Schema file does not exist in XBRL Parse file
Asked Answered
E

5

6

I have downloaded a zip file containing around 200,000 html files from Companies House.

Each file is in one of two formats: 1) inline XBRL format (.html file extension) or 2) XBRL format (.xml file extension). Looking at the most recent download available (6 December 2018) all the files seem to be the former format (.html file extensions).

I'm using the XBRL package in R to try and parse these files.

Question 1: is the XBRL package meant to parse inline XBRL format (.html) files, or is it only supposed to work on the XBRL (.xml) formats? If not, can anyone tell me where to look to parse inline XBRL format files? I'm not entirely sure what the difference is between inline and not inline.

Assuming the XBRL package is meant to be able to parse inline XBRL format files, I'm hitting an error telling me that the xbrl.frc.org.uk/FRS-102/2014-09-01/FRS-102-2014-09-01.xsd file does not exist. Here's my code:

install.packages("XBRL")
library(XBRL)

inst <- "./rawdata/Prod224_0060_00000295_20171130.html" # manually unzipped
options(stringsAsFactors = FALSE)
xbrl.vars <- xbrlDoAll(inst, cache.dir = "XBRLcache", prefix.out = NULL, verbose = TRUE)

and the error:

Schema:  ./rawdata/https://xbrl.frc.org.uk/FRS-102/2014-09-01/FRS-102-2014-09-01.xsd 
Level: 1 ==> ./rawdata/https://xbrl.frc.org.uk/FRS-102/2014-09-01/FRS-102-2014-09-01.xsd 
Error in XBRL::xbrlParse(file) : 
  ./rawdata/https://xbrl.frc.org.uk/FRS-102/2014-09-01/FRS-102-2014-09-01.xsd does not exists. Aborting.

Question 2. Can someone explain what this means in basic terms for me? I'm new to XBRL. Do I need to go and find this xsd file and put it somewhere?
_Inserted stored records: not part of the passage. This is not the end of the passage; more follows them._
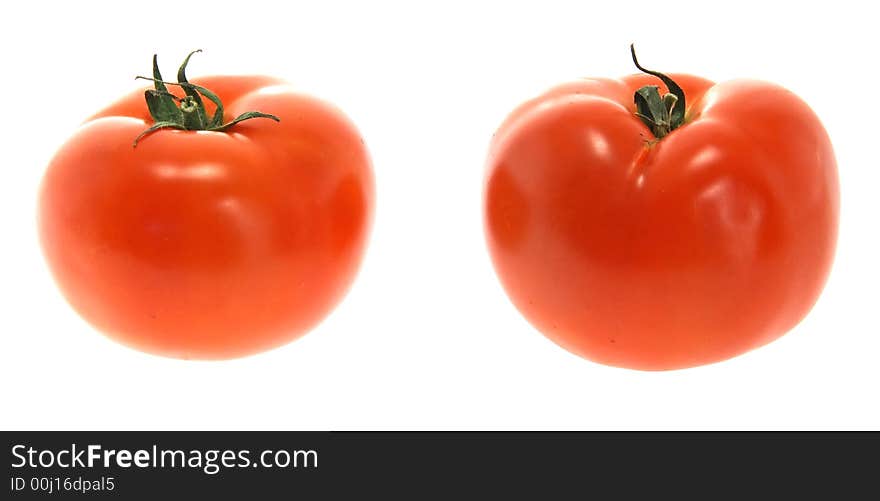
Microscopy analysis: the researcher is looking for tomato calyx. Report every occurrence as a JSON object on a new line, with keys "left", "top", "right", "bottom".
{"left": 132, "top": 50, "right": 280, "bottom": 147}
{"left": 629, "top": 44, "right": 687, "bottom": 140}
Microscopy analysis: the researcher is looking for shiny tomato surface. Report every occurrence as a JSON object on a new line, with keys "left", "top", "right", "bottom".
{"left": 39, "top": 76, "right": 374, "bottom": 359}
{"left": 484, "top": 73, "right": 838, "bottom": 370}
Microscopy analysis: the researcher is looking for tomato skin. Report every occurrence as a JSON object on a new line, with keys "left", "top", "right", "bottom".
{"left": 39, "top": 76, "right": 374, "bottom": 359}
{"left": 484, "top": 75, "right": 839, "bottom": 370}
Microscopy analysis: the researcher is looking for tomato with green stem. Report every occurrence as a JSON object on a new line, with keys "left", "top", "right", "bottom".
{"left": 484, "top": 46, "right": 839, "bottom": 370}
{"left": 39, "top": 51, "right": 374, "bottom": 359}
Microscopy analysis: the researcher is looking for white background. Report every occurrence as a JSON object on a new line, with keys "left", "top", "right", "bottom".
{"left": 1, "top": 0, "right": 877, "bottom": 430}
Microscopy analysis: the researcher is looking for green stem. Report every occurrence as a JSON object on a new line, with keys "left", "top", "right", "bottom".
{"left": 629, "top": 44, "right": 686, "bottom": 139}
{"left": 133, "top": 51, "right": 280, "bottom": 147}
{"left": 179, "top": 97, "right": 205, "bottom": 129}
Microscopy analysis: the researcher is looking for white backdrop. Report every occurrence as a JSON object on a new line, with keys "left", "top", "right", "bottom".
{"left": 1, "top": 0, "right": 877, "bottom": 430}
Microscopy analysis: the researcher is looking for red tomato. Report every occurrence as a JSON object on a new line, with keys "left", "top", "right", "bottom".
{"left": 39, "top": 53, "right": 374, "bottom": 359}
{"left": 484, "top": 47, "right": 839, "bottom": 370}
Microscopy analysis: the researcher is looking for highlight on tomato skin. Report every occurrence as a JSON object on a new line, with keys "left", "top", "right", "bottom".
{"left": 483, "top": 45, "right": 839, "bottom": 371}
{"left": 37, "top": 51, "right": 375, "bottom": 360}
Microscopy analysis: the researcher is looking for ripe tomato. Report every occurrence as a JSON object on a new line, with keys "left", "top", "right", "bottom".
{"left": 484, "top": 47, "right": 839, "bottom": 370}
{"left": 39, "top": 52, "right": 374, "bottom": 359}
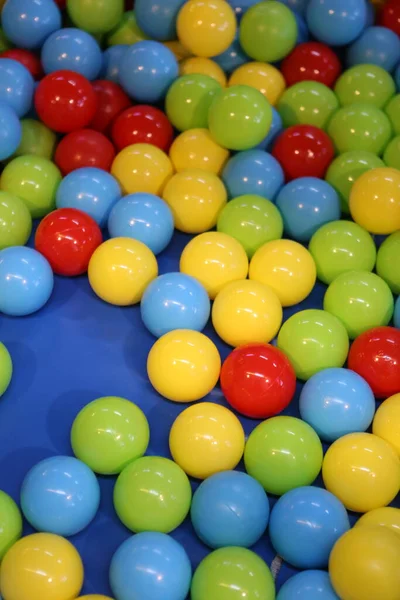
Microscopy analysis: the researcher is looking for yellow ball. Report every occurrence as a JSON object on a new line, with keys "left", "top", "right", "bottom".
{"left": 180, "top": 231, "right": 249, "bottom": 299}
{"left": 0, "top": 533, "right": 83, "bottom": 600}
{"left": 329, "top": 526, "right": 400, "bottom": 600}
{"left": 349, "top": 167, "right": 400, "bottom": 234}
{"left": 373, "top": 393, "right": 400, "bottom": 456}
{"left": 180, "top": 56, "right": 227, "bottom": 87}
{"left": 169, "top": 402, "right": 245, "bottom": 479}
{"left": 169, "top": 128, "right": 229, "bottom": 174}
{"left": 147, "top": 330, "right": 221, "bottom": 402}
{"left": 111, "top": 143, "right": 174, "bottom": 195}
{"left": 355, "top": 507, "right": 400, "bottom": 537}
{"left": 164, "top": 40, "right": 192, "bottom": 61}
{"left": 249, "top": 239, "right": 316, "bottom": 307}
{"left": 322, "top": 432, "right": 400, "bottom": 513}
{"left": 212, "top": 279, "right": 282, "bottom": 347}
{"left": 229, "top": 62, "right": 286, "bottom": 105}
{"left": 88, "top": 238, "right": 158, "bottom": 306}
{"left": 177, "top": 0, "right": 236, "bottom": 58}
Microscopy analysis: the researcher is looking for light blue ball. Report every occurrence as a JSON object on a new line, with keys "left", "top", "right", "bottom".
{"left": 256, "top": 108, "right": 283, "bottom": 151}
{"left": 395, "top": 63, "right": 400, "bottom": 91}
{"left": 269, "top": 486, "right": 350, "bottom": 569}
{"left": 0, "top": 247, "right": 53, "bottom": 316}
{"left": 0, "top": 59, "right": 34, "bottom": 117}
{"left": 108, "top": 193, "right": 174, "bottom": 255}
{"left": 214, "top": 32, "right": 249, "bottom": 75}
{"left": 41, "top": 28, "right": 103, "bottom": 81}
{"left": 2, "top": 0, "right": 61, "bottom": 50}
{"left": 395, "top": 296, "right": 400, "bottom": 328}
{"left": 278, "top": 0, "right": 309, "bottom": 16}
{"left": 306, "top": 0, "right": 367, "bottom": 46}
{"left": 101, "top": 45, "right": 129, "bottom": 83}
{"left": 21, "top": 456, "right": 100, "bottom": 537}
{"left": 222, "top": 150, "right": 284, "bottom": 200}
{"left": 276, "top": 177, "right": 341, "bottom": 242}
{"left": 228, "top": 0, "right": 260, "bottom": 21}
{"left": 135, "top": 0, "right": 186, "bottom": 41}
{"left": 141, "top": 273, "right": 211, "bottom": 338}
{"left": 0, "top": 103, "right": 21, "bottom": 161}
{"left": 299, "top": 367, "right": 375, "bottom": 442}
{"left": 110, "top": 532, "right": 192, "bottom": 600}
{"left": 277, "top": 570, "right": 340, "bottom": 600}
{"left": 347, "top": 26, "right": 400, "bottom": 72}
{"left": 119, "top": 41, "right": 179, "bottom": 103}
{"left": 56, "top": 167, "right": 121, "bottom": 227}
{"left": 294, "top": 11, "right": 310, "bottom": 43}
{"left": 191, "top": 471, "right": 269, "bottom": 549}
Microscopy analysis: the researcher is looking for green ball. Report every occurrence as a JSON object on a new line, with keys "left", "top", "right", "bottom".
{"left": 67, "top": 0, "right": 124, "bottom": 34}
{"left": 0, "top": 191, "right": 32, "bottom": 250}
{"left": 0, "top": 491, "right": 22, "bottom": 560}
{"left": 244, "top": 416, "right": 323, "bottom": 496}
{"left": 309, "top": 220, "right": 377, "bottom": 285}
{"left": 327, "top": 104, "right": 392, "bottom": 155}
{"left": 107, "top": 10, "right": 149, "bottom": 46}
{"left": 191, "top": 547, "right": 275, "bottom": 600}
{"left": 0, "top": 155, "right": 62, "bottom": 219}
{"left": 0, "top": 342, "right": 12, "bottom": 398}
{"left": 71, "top": 396, "right": 150, "bottom": 475}
{"left": 166, "top": 74, "right": 222, "bottom": 132}
{"left": 13, "top": 119, "right": 57, "bottom": 161}
{"left": 383, "top": 135, "right": 400, "bottom": 170}
{"left": 334, "top": 64, "right": 396, "bottom": 108}
{"left": 277, "top": 81, "right": 339, "bottom": 129}
{"left": 385, "top": 94, "right": 400, "bottom": 135}
{"left": 208, "top": 85, "right": 272, "bottom": 151}
{"left": 239, "top": 1, "right": 297, "bottom": 63}
{"left": 113, "top": 456, "right": 192, "bottom": 533}
{"left": 217, "top": 194, "right": 283, "bottom": 257}
{"left": 277, "top": 309, "right": 349, "bottom": 380}
{"left": 376, "top": 232, "right": 400, "bottom": 295}
{"left": 324, "top": 271, "right": 394, "bottom": 339}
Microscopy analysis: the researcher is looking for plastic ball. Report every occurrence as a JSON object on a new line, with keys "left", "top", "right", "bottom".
{"left": 379, "top": 0, "right": 400, "bottom": 37}
{"left": 180, "top": 57, "right": 227, "bottom": 87}
{"left": 277, "top": 81, "right": 339, "bottom": 129}
{"left": 306, "top": 0, "right": 367, "bottom": 46}
{"left": 376, "top": 231, "right": 400, "bottom": 295}
{"left": 111, "top": 105, "right": 174, "bottom": 153}
{"left": 256, "top": 107, "right": 283, "bottom": 151}
{"left": 107, "top": 11, "right": 149, "bottom": 47}
{"left": 213, "top": 32, "right": 249, "bottom": 75}
{"left": 347, "top": 26, "right": 400, "bottom": 72}
{"left": 334, "top": 64, "right": 396, "bottom": 109}
{"left": 385, "top": 93, "right": 400, "bottom": 135}
{"left": 134, "top": 0, "right": 185, "bottom": 41}
{"left": 0, "top": 490, "right": 21, "bottom": 560}
{"left": 277, "top": 570, "right": 340, "bottom": 600}
{"left": 373, "top": 394, "right": 400, "bottom": 457}
{"left": 169, "top": 402, "right": 245, "bottom": 479}
{"left": 166, "top": 74, "right": 222, "bottom": 132}
{"left": 67, "top": 0, "right": 124, "bottom": 35}
{"left": 0, "top": 191, "right": 31, "bottom": 250}
{"left": 111, "top": 143, "right": 173, "bottom": 196}
{"left": 101, "top": 45, "right": 128, "bottom": 84}
{"left": 0, "top": 342, "right": 12, "bottom": 397}
{"left": 328, "top": 104, "right": 392, "bottom": 155}
{"left": 41, "top": 28, "right": 102, "bottom": 81}
{"left": 384, "top": 135, "right": 400, "bottom": 171}
{"left": 169, "top": 128, "right": 229, "bottom": 174}
{"left": 54, "top": 129, "right": 115, "bottom": 176}
{"left": 0, "top": 58, "right": 34, "bottom": 118}
{"left": 395, "top": 296, "right": 400, "bottom": 329}
{"left": 0, "top": 103, "right": 21, "bottom": 160}
{"left": 228, "top": 62, "right": 286, "bottom": 106}
{"left": 14, "top": 118, "right": 56, "bottom": 160}
{"left": 355, "top": 507, "right": 400, "bottom": 536}
{"left": 90, "top": 79, "right": 131, "bottom": 134}
{"left": 221, "top": 150, "right": 284, "bottom": 200}
{"left": 2, "top": 0, "right": 61, "bottom": 50}
{"left": 281, "top": 41, "right": 342, "bottom": 87}
{"left": 0, "top": 48, "right": 43, "bottom": 80}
It seems to be located here, but I have no idea what to do with it or where to put it.

Here's a similar question that doesn't seem fully answered and the links are all in Spanish and I don't know Spanish.

Once i've been able to parse one single html XBRL file, my plan is to figure out how to parse all XBRL files inside multiple zip files from that website.

Enlarger answered 6/12, 2018 at 12:28 Comment(1)
I also tried copying what i think are the relevant schemas into a cache directory (files from frc.org.uk/accountants/accounting-and-reporting-policy/… and xbrl.org.uk/techguidance/taxonomies.html on advice from gov.uk/government/publications/xbrl-guide-for-uk-businesses/…)Chamois
G
3

I had the exactly same problem with the US SEC data.
And I just followed exactly the guidance of pdw and it worked!

FYI, the code I used for

if (substr(file.name, 1, 5) != "http:") { 

is

if (!(substr(file.name, 1, 5) %in% c("http:", "https"))) {

And I hacked it using trace('XBRL', edit=TRUE).

Gautier answered 2/10, 2019 at 0:4 Comment(0)
N
1

I'm not familiar with the XBRL package that you're using, but it seems clear that it's erroneously trying to resolve an absolute URL (https://...) as a local file.

A quick browse of the source code reveals the problem:

XBRL.R line 305:

fixFileName <- function(dname, file.name) {
if (substr(file.name, 1, 5) != "http:") {
   [...]

i.e. it decides whether or not a URL is absolute by whether it starts "http:", and you URL starts "https:". It's easy enough to hack in a fix to allow https URLs to pass this test too, and I suspect that that would fix you immediate problem, although it would be far better if this code used a URL library to decide if a URL was absolute or not rather than guessing based on protocol.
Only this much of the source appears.